Note de bas de page 23 :

Cf. Louis Destombes, « Tectonique numérique et mémoire. La construction comme représentation dans l’architecture de Jakob+Mac Farlane », dans Les controverses du monument, fabricA, hors série, Versailles Léav, 2018, p. 60-71. Cf. notamment le tableau comparatif, p. 64-65.

Enfin, entre la notion de nef et celle de tumulus, nous situerons la notion intermédiaire de podium, au sens semperien23 ; c’est un principe de localisation dans le paysage en tant qu’aire arasée ou de socle permettant un établissement surhaussé (c’est, par exemple, le cas des temples antiques). La chaussée des voies romaines, en tant que pavage continue, fait partie de cette notion de podium à titre d’extension linéaire ; nous avons la transformation d’une aire en un ruban continu.

Soit la schématisation iconique suivante (A) ; pour résumer, les métatermes génériques qui coiffent ce dispositif des figures morphologiques de l’habiter constitueront la notion d’édification en tant que construction artificielle, mais aussi, inversement, celle de non-édification, comme dans le rapport entre sentier et route, abri sous roche et auvent, tell en tant que relief collineux dans le désert et ruines sous-jacentes.

(A) Dispositif des figures morphologiques de l’habiter. Charpente et coque.

(A) Dispositif des figures morphologiques de l’habiter. Charpente et coque.

Dans ce dispositif, nous avons une répartition en oppositions (contraires et contradictoires) des différentes figures de l’habiter composant une volumie globale qui concerne ses différentes parties ainsi que la figure de l’ensemble qu’elles peuvent former. Ainsi, dans la chapelle de Ronchamp, nous pouvons distinguer la voûte excurvée qui se détache et le mur d’enceinte qui l’enveloppe, la nef intérieure et les chapelles subsidiaires en tant qu’espaces dissociés, les « élévations » supérieures (dômes capteurs de lumière) et l’ensemble. En fait, réunies dans cette chapelle, nous avons une exploitation de toutes les composantes de ce dispositif, affirmées dans certains cas, ou au contraire sous-entendues dans d’autres cas.

4. La voûte excurvée

Note de bas de page 24 :

Voir les remarques de Kenneth Frampton (op. cit., p. 104-107, 133) à propos de cette analogie aéronautique, développée depuis le Pavillon des Temps nouveaux comme structure suspendue au moyen de câbles et « réalisé en dur » dans la voûte de Ronchamp, développée enfin jusqu’au Pavillon Philips de l’Exposition Internationale de Bruxelles en 1958 par Iannis Xenakis (cf. notre article en ligne, « Le poème électronique de Le Corbusier ou l’architecture comme cosmos », Archée, mai 2009).
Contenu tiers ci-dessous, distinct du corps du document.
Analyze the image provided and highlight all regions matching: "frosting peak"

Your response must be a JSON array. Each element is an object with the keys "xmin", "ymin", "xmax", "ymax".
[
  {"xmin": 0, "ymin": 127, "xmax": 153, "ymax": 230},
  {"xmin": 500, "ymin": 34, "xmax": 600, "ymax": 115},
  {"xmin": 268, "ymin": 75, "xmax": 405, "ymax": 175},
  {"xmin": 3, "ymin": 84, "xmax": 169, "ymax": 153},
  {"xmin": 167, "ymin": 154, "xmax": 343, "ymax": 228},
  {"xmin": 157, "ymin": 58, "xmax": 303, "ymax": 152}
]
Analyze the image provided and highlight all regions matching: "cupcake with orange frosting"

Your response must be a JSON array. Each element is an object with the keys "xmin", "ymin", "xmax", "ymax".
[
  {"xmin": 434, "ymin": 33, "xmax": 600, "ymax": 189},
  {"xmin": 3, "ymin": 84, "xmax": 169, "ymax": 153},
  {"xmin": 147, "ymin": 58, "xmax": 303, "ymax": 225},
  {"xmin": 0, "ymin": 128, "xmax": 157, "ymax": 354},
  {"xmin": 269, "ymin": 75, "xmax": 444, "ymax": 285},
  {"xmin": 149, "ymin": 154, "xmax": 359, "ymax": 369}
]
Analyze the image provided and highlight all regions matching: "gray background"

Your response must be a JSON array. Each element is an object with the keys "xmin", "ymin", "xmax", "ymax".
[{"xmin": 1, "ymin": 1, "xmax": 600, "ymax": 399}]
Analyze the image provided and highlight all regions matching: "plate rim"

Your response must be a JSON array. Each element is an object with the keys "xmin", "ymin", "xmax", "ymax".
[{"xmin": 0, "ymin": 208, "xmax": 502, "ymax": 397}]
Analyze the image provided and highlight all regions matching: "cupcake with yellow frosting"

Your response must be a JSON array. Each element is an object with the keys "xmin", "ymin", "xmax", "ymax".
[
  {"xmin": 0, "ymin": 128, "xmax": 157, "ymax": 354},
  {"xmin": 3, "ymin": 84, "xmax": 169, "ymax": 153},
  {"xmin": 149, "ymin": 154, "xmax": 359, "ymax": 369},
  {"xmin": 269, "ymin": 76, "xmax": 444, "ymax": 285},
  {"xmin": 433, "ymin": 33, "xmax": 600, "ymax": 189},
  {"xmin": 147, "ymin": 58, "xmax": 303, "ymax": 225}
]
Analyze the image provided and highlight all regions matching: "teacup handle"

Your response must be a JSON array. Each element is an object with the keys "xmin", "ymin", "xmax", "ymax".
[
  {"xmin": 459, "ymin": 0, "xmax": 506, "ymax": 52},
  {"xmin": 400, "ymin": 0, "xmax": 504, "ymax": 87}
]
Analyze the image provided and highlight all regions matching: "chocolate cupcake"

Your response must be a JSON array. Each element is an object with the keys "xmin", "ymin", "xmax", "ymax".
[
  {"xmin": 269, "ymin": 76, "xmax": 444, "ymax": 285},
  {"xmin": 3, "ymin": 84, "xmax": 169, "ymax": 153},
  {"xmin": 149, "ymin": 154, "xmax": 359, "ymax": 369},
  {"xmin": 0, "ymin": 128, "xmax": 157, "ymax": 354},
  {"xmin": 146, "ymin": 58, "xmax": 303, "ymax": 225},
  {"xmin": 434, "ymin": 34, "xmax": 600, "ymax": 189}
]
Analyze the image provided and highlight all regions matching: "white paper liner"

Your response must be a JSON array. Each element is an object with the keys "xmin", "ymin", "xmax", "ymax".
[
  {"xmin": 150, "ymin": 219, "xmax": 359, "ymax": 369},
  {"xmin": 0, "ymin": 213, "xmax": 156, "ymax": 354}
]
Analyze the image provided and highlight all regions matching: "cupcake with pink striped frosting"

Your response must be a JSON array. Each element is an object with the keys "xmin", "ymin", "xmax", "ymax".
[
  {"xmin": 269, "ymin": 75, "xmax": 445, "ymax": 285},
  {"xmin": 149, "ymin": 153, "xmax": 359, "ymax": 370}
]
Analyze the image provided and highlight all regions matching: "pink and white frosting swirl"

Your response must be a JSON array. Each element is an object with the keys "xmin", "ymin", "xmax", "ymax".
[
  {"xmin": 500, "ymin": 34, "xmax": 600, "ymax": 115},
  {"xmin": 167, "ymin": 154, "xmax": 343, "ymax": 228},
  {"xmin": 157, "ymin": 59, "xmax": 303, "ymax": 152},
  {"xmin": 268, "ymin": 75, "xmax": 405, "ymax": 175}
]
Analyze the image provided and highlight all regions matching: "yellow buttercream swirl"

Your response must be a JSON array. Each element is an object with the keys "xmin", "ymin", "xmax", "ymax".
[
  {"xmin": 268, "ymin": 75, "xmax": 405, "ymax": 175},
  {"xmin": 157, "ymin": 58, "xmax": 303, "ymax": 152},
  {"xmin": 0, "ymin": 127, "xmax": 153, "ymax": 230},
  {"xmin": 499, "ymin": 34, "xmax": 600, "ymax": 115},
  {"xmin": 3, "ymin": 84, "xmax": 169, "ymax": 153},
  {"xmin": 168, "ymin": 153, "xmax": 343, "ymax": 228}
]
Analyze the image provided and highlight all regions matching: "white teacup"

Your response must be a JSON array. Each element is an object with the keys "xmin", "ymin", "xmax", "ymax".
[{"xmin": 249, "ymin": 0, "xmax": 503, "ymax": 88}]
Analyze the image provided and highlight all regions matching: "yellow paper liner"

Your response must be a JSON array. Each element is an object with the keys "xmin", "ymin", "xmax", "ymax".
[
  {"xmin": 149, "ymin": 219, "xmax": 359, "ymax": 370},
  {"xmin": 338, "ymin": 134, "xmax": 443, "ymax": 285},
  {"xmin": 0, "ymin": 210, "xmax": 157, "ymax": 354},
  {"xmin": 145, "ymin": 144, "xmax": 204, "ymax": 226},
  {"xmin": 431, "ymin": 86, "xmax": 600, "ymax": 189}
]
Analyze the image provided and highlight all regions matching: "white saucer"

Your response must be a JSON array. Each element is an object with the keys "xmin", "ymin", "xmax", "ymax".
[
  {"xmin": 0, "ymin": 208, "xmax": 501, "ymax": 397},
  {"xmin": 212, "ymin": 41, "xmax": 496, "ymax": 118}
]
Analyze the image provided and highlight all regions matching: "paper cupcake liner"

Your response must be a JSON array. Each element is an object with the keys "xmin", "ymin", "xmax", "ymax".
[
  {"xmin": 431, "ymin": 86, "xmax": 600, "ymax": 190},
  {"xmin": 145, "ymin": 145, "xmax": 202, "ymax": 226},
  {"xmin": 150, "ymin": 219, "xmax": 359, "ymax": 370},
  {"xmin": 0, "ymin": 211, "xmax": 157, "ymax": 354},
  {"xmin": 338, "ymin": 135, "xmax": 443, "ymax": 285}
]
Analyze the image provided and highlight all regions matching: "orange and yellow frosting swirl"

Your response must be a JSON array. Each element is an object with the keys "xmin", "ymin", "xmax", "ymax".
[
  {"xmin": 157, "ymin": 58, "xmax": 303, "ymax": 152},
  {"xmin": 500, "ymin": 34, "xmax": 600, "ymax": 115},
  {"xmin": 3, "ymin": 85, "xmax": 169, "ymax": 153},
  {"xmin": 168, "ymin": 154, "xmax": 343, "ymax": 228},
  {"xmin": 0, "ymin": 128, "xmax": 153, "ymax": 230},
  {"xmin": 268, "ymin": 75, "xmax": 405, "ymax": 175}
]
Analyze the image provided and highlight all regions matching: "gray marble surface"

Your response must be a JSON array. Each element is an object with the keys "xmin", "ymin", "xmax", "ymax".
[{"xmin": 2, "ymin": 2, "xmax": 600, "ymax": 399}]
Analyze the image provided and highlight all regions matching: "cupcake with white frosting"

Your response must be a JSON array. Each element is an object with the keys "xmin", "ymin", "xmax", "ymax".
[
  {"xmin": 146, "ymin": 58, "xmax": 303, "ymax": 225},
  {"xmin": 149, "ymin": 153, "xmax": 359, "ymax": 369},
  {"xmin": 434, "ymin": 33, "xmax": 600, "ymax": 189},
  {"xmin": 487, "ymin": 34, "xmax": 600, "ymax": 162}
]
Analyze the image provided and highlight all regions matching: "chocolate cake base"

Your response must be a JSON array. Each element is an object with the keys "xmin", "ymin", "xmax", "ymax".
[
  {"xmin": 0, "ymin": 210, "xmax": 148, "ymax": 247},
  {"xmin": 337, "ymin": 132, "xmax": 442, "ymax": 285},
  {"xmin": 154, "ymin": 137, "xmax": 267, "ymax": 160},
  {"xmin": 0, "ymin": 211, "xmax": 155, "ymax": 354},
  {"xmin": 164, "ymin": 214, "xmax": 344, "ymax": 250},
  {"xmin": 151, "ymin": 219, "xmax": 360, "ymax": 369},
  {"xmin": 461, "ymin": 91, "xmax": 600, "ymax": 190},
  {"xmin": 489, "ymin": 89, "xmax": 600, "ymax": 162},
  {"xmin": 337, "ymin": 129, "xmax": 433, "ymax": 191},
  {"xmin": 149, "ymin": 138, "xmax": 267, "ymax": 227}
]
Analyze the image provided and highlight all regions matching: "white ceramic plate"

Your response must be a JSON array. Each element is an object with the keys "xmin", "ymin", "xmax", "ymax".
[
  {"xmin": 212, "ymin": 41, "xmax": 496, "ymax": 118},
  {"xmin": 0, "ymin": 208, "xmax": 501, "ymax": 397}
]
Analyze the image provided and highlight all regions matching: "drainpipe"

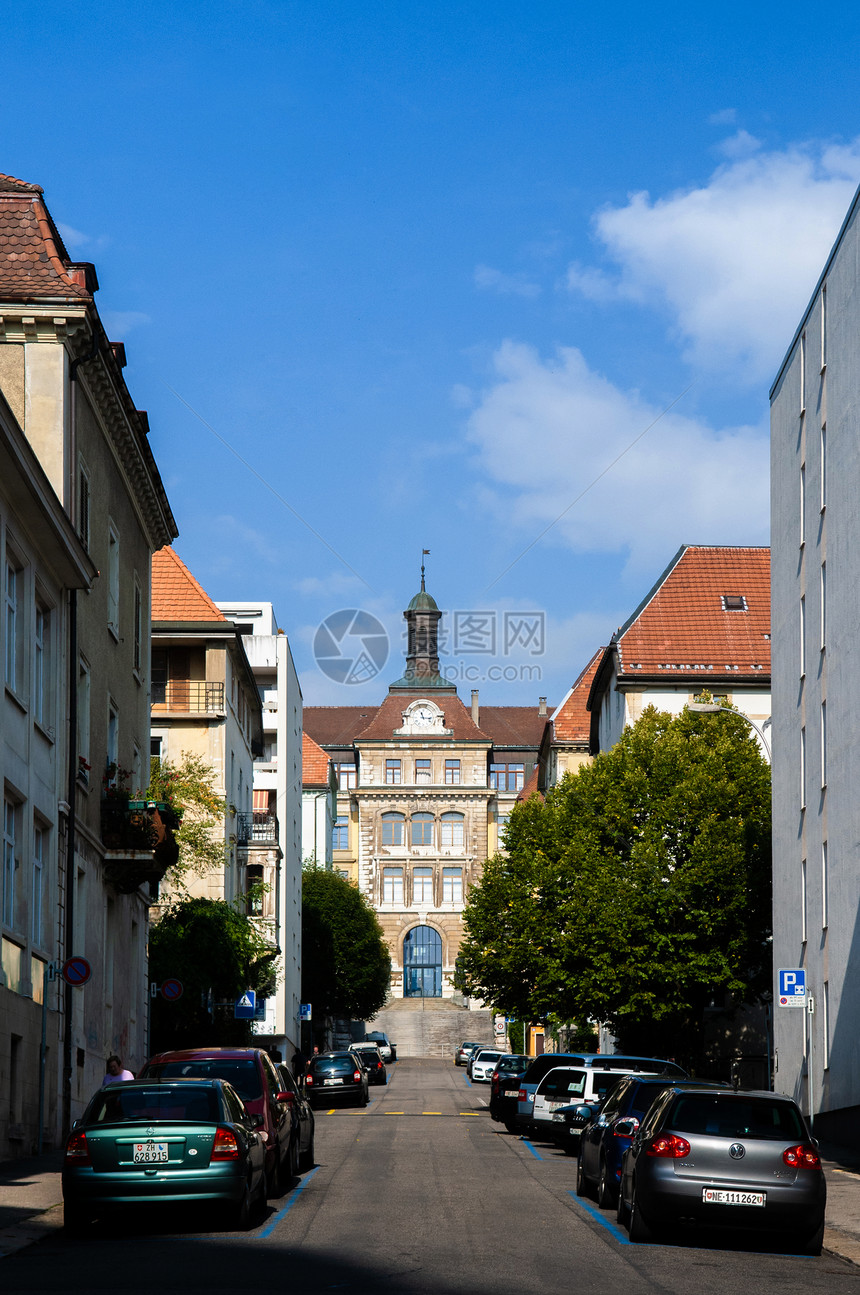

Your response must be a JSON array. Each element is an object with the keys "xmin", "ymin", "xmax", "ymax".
[{"xmin": 61, "ymin": 334, "xmax": 100, "ymax": 1141}]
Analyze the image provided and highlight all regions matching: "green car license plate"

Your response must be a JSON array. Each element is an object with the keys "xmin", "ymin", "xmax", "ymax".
[{"xmin": 133, "ymin": 1142, "xmax": 168, "ymax": 1163}]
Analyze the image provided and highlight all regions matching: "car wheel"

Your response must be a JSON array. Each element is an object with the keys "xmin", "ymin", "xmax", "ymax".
[
  {"xmin": 799, "ymin": 1218, "xmax": 825, "ymax": 1256},
  {"xmin": 63, "ymin": 1201, "xmax": 90, "ymax": 1234},
  {"xmin": 300, "ymin": 1127, "xmax": 315, "ymax": 1172},
  {"xmin": 225, "ymin": 1182, "xmax": 253, "ymax": 1231},
  {"xmin": 575, "ymin": 1154, "xmax": 591, "ymax": 1197},
  {"xmin": 627, "ymin": 1188, "xmax": 654, "ymax": 1243},
  {"xmin": 597, "ymin": 1159, "xmax": 616, "ymax": 1210},
  {"xmin": 504, "ymin": 1120, "xmax": 519, "ymax": 1134}
]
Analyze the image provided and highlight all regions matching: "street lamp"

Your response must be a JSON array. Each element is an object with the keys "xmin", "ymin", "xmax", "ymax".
[{"xmin": 687, "ymin": 702, "xmax": 772, "ymax": 763}]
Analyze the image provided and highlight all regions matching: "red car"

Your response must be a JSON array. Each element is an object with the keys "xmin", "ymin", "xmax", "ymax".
[{"xmin": 139, "ymin": 1047, "xmax": 296, "ymax": 1196}]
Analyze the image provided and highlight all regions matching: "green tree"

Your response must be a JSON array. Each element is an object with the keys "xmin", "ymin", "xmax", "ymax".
[
  {"xmin": 457, "ymin": 704, "xmax": 771, "ymax": 1062},
  {"xmin": 147, "ymin": 752, "xmax": 227, "ymax": 891},
  {"xmin": 149, "ymin": 896, "xmax": 279, "ymax": 1051},
  {"xmin": 301, "ymin": 866, "xmax": 391, "ymax": 1020}
]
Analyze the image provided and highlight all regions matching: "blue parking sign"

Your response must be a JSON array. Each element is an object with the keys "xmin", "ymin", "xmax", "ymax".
[{"xmin": 777, "ymin": 968, "xmax": 807, "ymax": 1006}]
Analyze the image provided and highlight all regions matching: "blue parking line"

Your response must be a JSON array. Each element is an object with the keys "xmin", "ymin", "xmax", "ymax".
[
  {"xmin": 522, "ymin": 1139, "xmax": 543, "ymax": 1161},
  {"xmin": 258, "ymin": 1166, "xmax": 320, "ymax": 1238}
]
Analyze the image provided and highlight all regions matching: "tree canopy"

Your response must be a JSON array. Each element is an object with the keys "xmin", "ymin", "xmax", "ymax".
[
  {"xmin": 149, "ymin": 896, "xmax": 279, "ymax": 1051},
  {"xmin": 456, "ymin": 704, "xmax": 772, "ymax": 1059},
  {"xmin": 301, "ymin": 866, "xmax": 391, "ymax": 1021},
  {"xmin": 148, "ymin": 751, "xmax": 227, "ymax": 891}
]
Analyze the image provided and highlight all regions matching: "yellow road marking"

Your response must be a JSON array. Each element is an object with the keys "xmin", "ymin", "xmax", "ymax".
[
  {"xmin": 385, "ymin": 1111, "xmax": 405, "ymax": 1115},
  {"xmin": 459, "ymin": 1112, "xmax": 483, "ymax": 1116},
  {"xmin": 327, "ymin": 1109, "xmax": 336, "ymax": 1114},
  {"xmin": 422, "ymin": 1111, "xmax": 442, "ymax": 1115}
]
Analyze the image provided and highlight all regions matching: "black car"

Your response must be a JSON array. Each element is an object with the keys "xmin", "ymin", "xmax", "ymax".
[
  {"xmin": 577, "ymin": 1075, "xmax": 730, "ymax": 1206},
  {"xmin": 306, "ymin": 1052, "xmax": 370, "ymax": 1107},
  {"xmin": 351, "ymin": 1046, "xmax": 387, "ymax": 1086},
  {"xmin": 276, "ymin": 1064, "xmax": 316, "ymax": 1171},
  {"xmin": 489, "ymin": 1055, "xmax": 532, "ymax": 1132}
]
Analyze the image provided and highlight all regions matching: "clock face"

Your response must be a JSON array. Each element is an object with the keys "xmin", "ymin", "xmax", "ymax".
[{"xmin": 412, "ymin": 705, "xmax": 435, "ymax": 725}]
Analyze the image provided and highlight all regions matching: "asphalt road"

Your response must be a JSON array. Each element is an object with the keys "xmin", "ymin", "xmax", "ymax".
[{"xmin": 2, "ymin": 1059, "xmax": 858, "ymax": 1294}]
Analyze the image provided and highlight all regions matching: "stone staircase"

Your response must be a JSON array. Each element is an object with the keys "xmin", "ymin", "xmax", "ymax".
[{"xmin": 363, "ymin": 999, "xmax": 495, "ymax": 1059}]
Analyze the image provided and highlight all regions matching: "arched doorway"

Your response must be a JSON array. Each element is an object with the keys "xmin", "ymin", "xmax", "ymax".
[{"xmin": 403, "ymin": 925, "xmax": 442, "ymax": 997}]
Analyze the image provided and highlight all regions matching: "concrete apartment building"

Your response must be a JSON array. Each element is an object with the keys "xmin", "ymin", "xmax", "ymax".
[
  {"xmin": 771, "ymin": 182, "xmax": 860, "ymax": 1143},
  {"xmin": 215, "ymin": 600, "xmax": 303, "ymax": 1061},
  {"xmin": 0, "ymin": 173, "xmax": 177, "ymax": 1154}
]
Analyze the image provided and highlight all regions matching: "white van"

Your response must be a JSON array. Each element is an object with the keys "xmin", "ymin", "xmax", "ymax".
[{"xmin": 530, "ymin": 1064, "xmax": 678, "ymax": 1140}]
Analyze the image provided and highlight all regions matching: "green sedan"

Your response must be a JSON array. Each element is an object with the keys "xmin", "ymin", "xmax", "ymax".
[{"xmin": 62, "ymin": 1078, "xmax": 267, "ymax": 1232}]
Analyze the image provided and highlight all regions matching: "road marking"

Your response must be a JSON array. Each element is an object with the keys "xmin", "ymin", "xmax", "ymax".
[
  {"xmin": 459, "ymin": 1112, "xmax": 483, "ymax": 1116},
  {"xmin": 258, "ymin": 1167, "xmax": 320, "ymax": 1239},
  {"xmin": 522, "ymin": 1139, "xmax": 543, "ymax": 1160},
  {"xmin": 422, "ymin": 1111, "xmax": 442, "ymax": 1115},
  {"xmin": 384, "ymin": 1111, "xmax": 405, "ymax": 1115}
]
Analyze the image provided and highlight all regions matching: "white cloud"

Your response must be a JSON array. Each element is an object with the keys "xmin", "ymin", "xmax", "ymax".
[
  {"xmin": 567, "ymin": 138, "xmax": 860, "ymax": 382},
  {"xmin": 101, "ymin": 309, "xmax": 152, "ymax": 338},
  {"xmin": 714, "ymin": 129, "xmax": 762, "ymax": 160},
  {"xmin": 467, "ymin": 341, "xmax": 768, "ymax": 578},
  {"xmin": 474, "ymin": 263, "xmax": 541, "ymax": 298},
  {"xmin": 708, "ymin": 108, "xmax": 738, "ymax": 126}
]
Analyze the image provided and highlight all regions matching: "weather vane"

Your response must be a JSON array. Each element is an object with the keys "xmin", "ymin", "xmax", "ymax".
[{"xmin": 420, "ymin": 548, "xmax": 430, "ymax": 591}]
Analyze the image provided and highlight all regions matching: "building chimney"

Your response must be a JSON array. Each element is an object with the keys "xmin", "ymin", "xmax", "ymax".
[
  {"xmin": 538, "ymin": 696, "xmax": 547, "ymax": 716},
  {"xmin": 471, "ymin": 689, "xmax": 479, "ymax": 726}
]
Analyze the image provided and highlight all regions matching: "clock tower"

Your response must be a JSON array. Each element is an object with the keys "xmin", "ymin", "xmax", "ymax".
[{"xmin": 388, "ymin": 563, "xmax": 456, "ymax": 694}]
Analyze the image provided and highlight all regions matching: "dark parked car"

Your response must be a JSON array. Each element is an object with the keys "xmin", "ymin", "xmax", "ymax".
[
  {"xmin": 577, "ymin": 1075, "xmax": 729, "ymax": 1205},
  {"xmin": 62, "ymin": 1079, "xmax": 266, "ymax": 1232},
  {"xmin": 617, "ymin": 1086, "xmax": 826, "ymax": 1253},
  {"xmin": 306, "ymin": 1051, "xmax": 370, "ymax": 1107},
  {"xmin": 489, "ymin": 1056, "xmax": 531, "ymax": 1131},
  {"xmin": 275, "ymin": 1064, "xmax": 316, "ymax": 1171},
  {"xmin": 139, "ymin": 1047, "xmax": 293, "ymax": 1196},
  {"xmin": 350, "ymin": 1045, "xmax": 387, "ymax": 1085}
]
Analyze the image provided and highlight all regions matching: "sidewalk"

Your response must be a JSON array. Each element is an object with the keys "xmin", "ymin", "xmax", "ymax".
[{"xmin": 3, "ymin": 1143, "xmax": 860, "ymax": 1260}]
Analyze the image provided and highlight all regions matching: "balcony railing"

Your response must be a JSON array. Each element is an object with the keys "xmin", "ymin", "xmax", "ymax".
[
  {"xmin": 152, "ymin": 681, "xmax": 225, "ymax": 712},
  {"xmin": 236, "ymin": 811, "xmax": 279, "ymax": 846},
  {"xmin": 100, "ymin": 799, "xmax": 181, "ymax": 893}
]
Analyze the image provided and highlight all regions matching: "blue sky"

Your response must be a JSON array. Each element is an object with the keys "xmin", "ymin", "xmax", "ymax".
[{"xmin": 6, "ymin": 2, "xmax": 860, "ymax": 706}]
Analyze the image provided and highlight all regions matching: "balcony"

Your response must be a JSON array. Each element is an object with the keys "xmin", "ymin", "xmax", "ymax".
[
  {"xmin": 152, "ymin": 681, "xmax": 225, "ymax": 712},
  {"xmin": 101, "ymin": 798, "xmax": 181, "ymax": 893},
  {"xmin": 236, "ymin": 811, "xmax": 279, "ymax": 845}
]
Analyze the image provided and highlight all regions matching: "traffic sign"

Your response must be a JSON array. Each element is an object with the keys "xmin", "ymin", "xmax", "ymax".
[
  {"xmin": 61, "ymin": 956, "xmax": 92, "ymax": 987},
  {"xmin": 300, "ymin": 1003, "xmax": 312, "ymax": 1021},
  {"xmin": 777, "ymin": 967, "xmax": 807, "ymax": 1007},
  {"xmin": 161, "ymin": 978, "xmax": 183, "ymax": 1002},
  {"xmin": 234, "ymin": 989, "xmax": 256, "ymax": 1019}
]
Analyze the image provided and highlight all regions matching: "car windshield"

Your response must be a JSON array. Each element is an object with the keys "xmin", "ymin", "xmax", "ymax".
[
  {"xmin": 667, "ymin": 1095, "xmax": 806, "ymax": 1140},
  {"xmin": 144, "ymin": 1059, "xmax": 261, "ymax": 1102},
  {"xmin": 86, "ymin": 1086, "xmax": 219, "ymax": 1124}
]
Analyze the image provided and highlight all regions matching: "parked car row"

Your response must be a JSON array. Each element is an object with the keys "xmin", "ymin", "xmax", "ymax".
[
  {"xmin": 475, "ymin": 1046, "xmax": 827, "ymax": 1256},
  {"xmin": 63, "ymin": 1046, "xmax": 317, "ymax": 1234}
]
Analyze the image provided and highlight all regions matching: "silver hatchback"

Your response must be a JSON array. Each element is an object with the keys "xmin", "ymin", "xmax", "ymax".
[{"xmin": 617, "ymin": 1087, "xmax": 826, "ymax": 1253}]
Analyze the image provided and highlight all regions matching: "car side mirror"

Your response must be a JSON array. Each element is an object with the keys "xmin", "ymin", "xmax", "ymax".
[
  {"xmin": 276, "ymin": 1090, "xmax": 295, "ymax": 1104},
  {"xmin": 574, "ymin": 1105, "xmax": 594, "ymax": 1120},
  {"xmin": 614, "ymin": 1119, "xmax": 637, "ymax": 1137},
  {"xmin": 248, "ymin": 1112, "xmax": 265, "ymax": 1129}
]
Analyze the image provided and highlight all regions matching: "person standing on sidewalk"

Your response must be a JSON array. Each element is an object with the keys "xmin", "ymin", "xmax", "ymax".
[{"xmin": 101, "ymin": 1055, "xmax": 134, "ymax": 1086}]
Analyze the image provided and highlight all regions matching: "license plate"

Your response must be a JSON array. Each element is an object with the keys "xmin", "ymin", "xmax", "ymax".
[
  {"xmin": 703, "ymin": 1188, "xmax": 765, "ymax": 1207},
  {"xmin": 324, "ymin": 1078, "xmax": 343, "ymax": 1086},
  {"xmin": 133, "ymin": 1142, "xmax": 168, "ymax": 1163}
]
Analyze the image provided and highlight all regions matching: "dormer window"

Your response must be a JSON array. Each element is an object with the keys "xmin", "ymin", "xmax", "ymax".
[{"xmin": 721, "ymin": 595, "xmax": 747, "ymax": 611}]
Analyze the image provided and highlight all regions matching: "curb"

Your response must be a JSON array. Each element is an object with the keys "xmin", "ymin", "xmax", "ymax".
[{"xmin": 0, "ymin": 1203, "xmax": 64, "ymax": 1259}]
Tectoniquement, c’est le motif prédominant de cette architecture qui nous frappe au premier abord. Forme unificatrice de l’ensemble qu’elle recouvre entièrement, elle constitue une entité autonome par rapport à l’ensemble dont elle « s’enlève » à la manière d’une voile de bateau ; sa mise en œuvre a constitué un exploit réalisé par André Maisonnier sur le modèle de l’aile d’avion24 fait de « nervures » sous-tendant un voile de béton comme revêtement (elle possède une double face, supérieure et inférieure, celle-ci étant mise en valeur sur les faces exposées à l’Est et au Sud en tant qu’auvents).

Note de bas de page 25 :

Richard A. Moore fait référence à cet angle Sud-Est qui serait le point-moment d’infini de l’édifice, « Alchemical and Mythical Themes in the Poem of the Right Angle, 1947-1955 » dans Oppositions : Le Corbusier 1933-1960, n° 19/20, 1980. De son côté Danièle Pauly (op. cit., p. 81) note : « Il faut aussi remarquer que la grande verticale de l’angle sud-est est calculée selon le midi solaire, le 24 juin, et elle donne la direction du zénith ».

La voûte est ainsi « posée » sur le mur d’enceinte, « décollée » de celui-ci (entre eux, nous avons un interstice laissant passer un jour), faisant de ces deux volumies de l’édifice deux entités distinctes. Nous avons donc une surface unie (d’un seul tenant) dont la « pente » conduit à la gargouille située sur la face Ouest, l’« arrière » de l’édifice, comme si la chapelle était un « corps » organique avec un devant et un derrière. Ainsi, la voûte excurvée en tant qu’orientation architectonique exprime des « orients » dont la dorsale imaginaire serait la direction liant la « proue » (cf. la pointe Sud-Est et sa verticale25 comme jonction entre la façade Sud associée au cosmos et la façade Est associée à son « origine » historique) et la « poupe » représentée par cette gargouille, soit le sens même de la notion de nef en tant qu’édifice et/ou en tant que vaisseau (dans la schématisation (A) précédente, l’articulation de ces deux dimensions).

Note de bas de page 26 :

Cette notion de « sol » en tant que relief artificiel se retrouve également dans l’exhaussement des bancs de l’assistance sur une plate-forme par rapport au « sol » naturel de la nef, comme évidemment le chœur et son autel.

Note de bas de page 27 :

Dans les esquisses (cf. la planche 3 dans Danièle Pauly, op. cit.), ces trois élévations sont semblables quant à leur taille ; elles seront dissemblables par la suite, celle du Sud prédominant comme clocher sur les deux autres collatérales.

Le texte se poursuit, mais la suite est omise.